Velocity Mobile is a new manufacturer specializing in Windows Mobile devices. There have been a few of these small companies - the Windows Mobile platform seems to attract them - but we were impressed with Velocity's devices and strategy compared to some other smartphone upstarts we've seen in recent years.

Velocity itself is a small company. They have an executive team, of course, plus device designers and software engineers. The actual hardware engineering is done by Inventec Corporation. Inventec is a familiar name in the smartphone space, but Velocity was careful to point out that their devices are made by Inventec Corporation, which is almost a separate company from Inventec Appliances, which makes the Windows Mobile devices for companies like HP, etc.

Velocity's focus is on simple, clean, stylish hardware designs. For example, eliminate key clutter and simplify the design, they've opted to eliminate physical soft keys and rely on pressing the bottom edge of the touch-screen instead, just as HTC did with the Touch.

The first two devices are the 103 and 111. Both have attractive hardware that looks and feels great.
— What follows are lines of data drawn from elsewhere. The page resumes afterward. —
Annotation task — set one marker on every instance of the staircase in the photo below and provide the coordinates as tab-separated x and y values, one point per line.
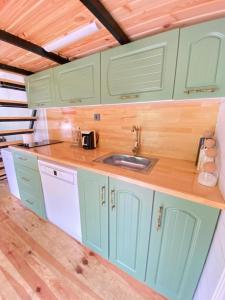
10	137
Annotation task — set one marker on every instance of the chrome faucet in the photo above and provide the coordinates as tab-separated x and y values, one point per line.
137	144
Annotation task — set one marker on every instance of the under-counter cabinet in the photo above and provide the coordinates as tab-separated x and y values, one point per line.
181	235
201	61
40	89
116	226
143	70
78	82
93	195
129	226
29	182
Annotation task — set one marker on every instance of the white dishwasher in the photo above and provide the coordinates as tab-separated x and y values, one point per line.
61	197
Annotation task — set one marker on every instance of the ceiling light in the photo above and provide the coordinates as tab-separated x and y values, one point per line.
71	37
11	77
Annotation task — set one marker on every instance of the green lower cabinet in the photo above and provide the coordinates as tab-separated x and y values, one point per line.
181	235
93	194
130	220
29	182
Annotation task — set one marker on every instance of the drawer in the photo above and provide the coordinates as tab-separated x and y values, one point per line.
36	204
25	159
29	180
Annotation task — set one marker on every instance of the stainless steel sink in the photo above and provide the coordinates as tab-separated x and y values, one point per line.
135	163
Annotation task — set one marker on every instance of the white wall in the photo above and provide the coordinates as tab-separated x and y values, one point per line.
212	283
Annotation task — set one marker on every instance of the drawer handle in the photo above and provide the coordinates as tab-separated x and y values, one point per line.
22	158
113	203
30	202
102	195
125	97
200	90
25	179
75	100
159	219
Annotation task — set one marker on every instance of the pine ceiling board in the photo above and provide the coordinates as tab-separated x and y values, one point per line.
97	41
46	21
142	17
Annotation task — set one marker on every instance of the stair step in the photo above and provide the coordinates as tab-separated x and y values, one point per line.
11	143
15	132
13	103
16	119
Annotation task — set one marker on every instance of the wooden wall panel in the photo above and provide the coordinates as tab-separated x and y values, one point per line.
170	129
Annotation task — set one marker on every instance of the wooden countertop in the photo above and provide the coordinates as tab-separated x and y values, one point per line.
171	176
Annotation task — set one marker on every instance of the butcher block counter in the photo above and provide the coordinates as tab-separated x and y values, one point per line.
171	176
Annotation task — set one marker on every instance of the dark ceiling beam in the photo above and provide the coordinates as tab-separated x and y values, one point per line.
12	86
31	47
102	14
14	69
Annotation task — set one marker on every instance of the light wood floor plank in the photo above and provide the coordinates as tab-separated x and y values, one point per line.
39	261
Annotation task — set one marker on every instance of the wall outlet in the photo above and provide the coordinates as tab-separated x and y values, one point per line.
97	117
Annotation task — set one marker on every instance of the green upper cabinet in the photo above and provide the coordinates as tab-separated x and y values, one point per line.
78	82
180	239
130	213
93	195
140	71
40	89
201	61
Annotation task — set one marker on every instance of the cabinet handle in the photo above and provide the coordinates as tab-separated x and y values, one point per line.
22	158
30	202
200	90
125	97
113	204
75	100
102	195
25	179
159	219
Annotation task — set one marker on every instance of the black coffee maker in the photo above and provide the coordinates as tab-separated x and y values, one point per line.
88	139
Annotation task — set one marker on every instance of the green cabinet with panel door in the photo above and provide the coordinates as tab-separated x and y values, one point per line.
40	89
130	221
181	235
78	82
143	70
201	61
93	195
29	182
116	222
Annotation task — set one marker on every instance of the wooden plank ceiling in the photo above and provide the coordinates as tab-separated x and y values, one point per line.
41	21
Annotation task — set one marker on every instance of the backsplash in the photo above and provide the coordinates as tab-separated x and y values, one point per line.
220	132
169	128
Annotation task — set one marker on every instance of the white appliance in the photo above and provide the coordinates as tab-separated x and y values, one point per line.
61	197
10	172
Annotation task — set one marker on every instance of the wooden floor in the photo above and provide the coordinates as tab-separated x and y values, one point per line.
39	261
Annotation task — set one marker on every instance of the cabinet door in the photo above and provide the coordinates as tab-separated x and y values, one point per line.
130	220
40	90
93	195
140	71
180	239
201	61
78	82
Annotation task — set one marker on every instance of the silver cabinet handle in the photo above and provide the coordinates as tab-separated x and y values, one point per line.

Neither is super-thin, but they both come in at a respectable thickness (thinner than the Sharper Image smartphone, for example). Glossy fronts and soft-touch sides and backs exude a high-quality feel. The phones are a bit on the heavy side, but that contributes to the feeling of quality in a way.

The phones run a relatively generic version of Windows Mobile 6.1. They do have a custom home screen that follows Velocity's theme of simplicity. It has a requisite weather display, plus a row of icons that they say are designed to look like Vista, but look more like Mac OS's Dock to us. Like the Dock on a Mac, you can add shortcuts to whatever applications you want, and a little icon shows which ones are running, and lets you easily quit apps to free memory. It's an elegant solution.

Both devices have similar specs: tri-band HSDPA for both Europe and the US, quad-band GSM, 2 megapixel camera, Bluetooth, WiFi, GPS, TV output, Windows Mobile Professional (meaning a touch screen) and a trackball "marble" for navigation, like a BlackBerry. They also have standard connectors: miniUSB for data and 2.5mm headset jacks.

Velocity 111  

The 111 is a typical QWERTY slab device, with a landscape QVGA display. The QWERTY keyboard on the prototype we tried was above-average. The keys were a little hard and didn't have much travel, but these were annoyances more than problems; typing accurately on it was no problem at all.

The 103 is keyboard-less slab. As is common these days, removing the keyboard makes room for a lovely VGA-resolution display. It also felt pretty good, although there was less to test out.

Velocity 103  

Velocity is working on carrier deployments this year in Eastern Europe, India, and South America. They will also be available worldwide through the usual channels for unlocked phones (mostly online.) Both of these two models should be shipping by mid-year.

Velocity is currently hiring a ton of new software engineers, and plans to offer free over-the-air updates with new software features in the coming year.

The company also showed s a sneak peek of some models planned for later in the year. They wouldn't allow photos (and they were dummy mock-ups anyway) but we can tell you that we liked what they saw. Future models will be all be thinner. One model - the 83 - will be a cheaper 2G model that's only 12mm thick. They're hoping to have that out in September. The other - the 301 - is a higher-end model with a massive wide-VGA screen. It will also sport an accelerometer and a compass. Media and navigation should be the big selling points on this device, and it seems to be the model most squarely targeted at the iPhone crowd.

They also showed us a model with an even more massive wide-VGA screen, MediaFLO, and a slick slide-out QWERTY keyboard. That one was really cool, but it was mostly an Inventec design, and they seemed less certain about when or if that one would come out as a Velocity phone.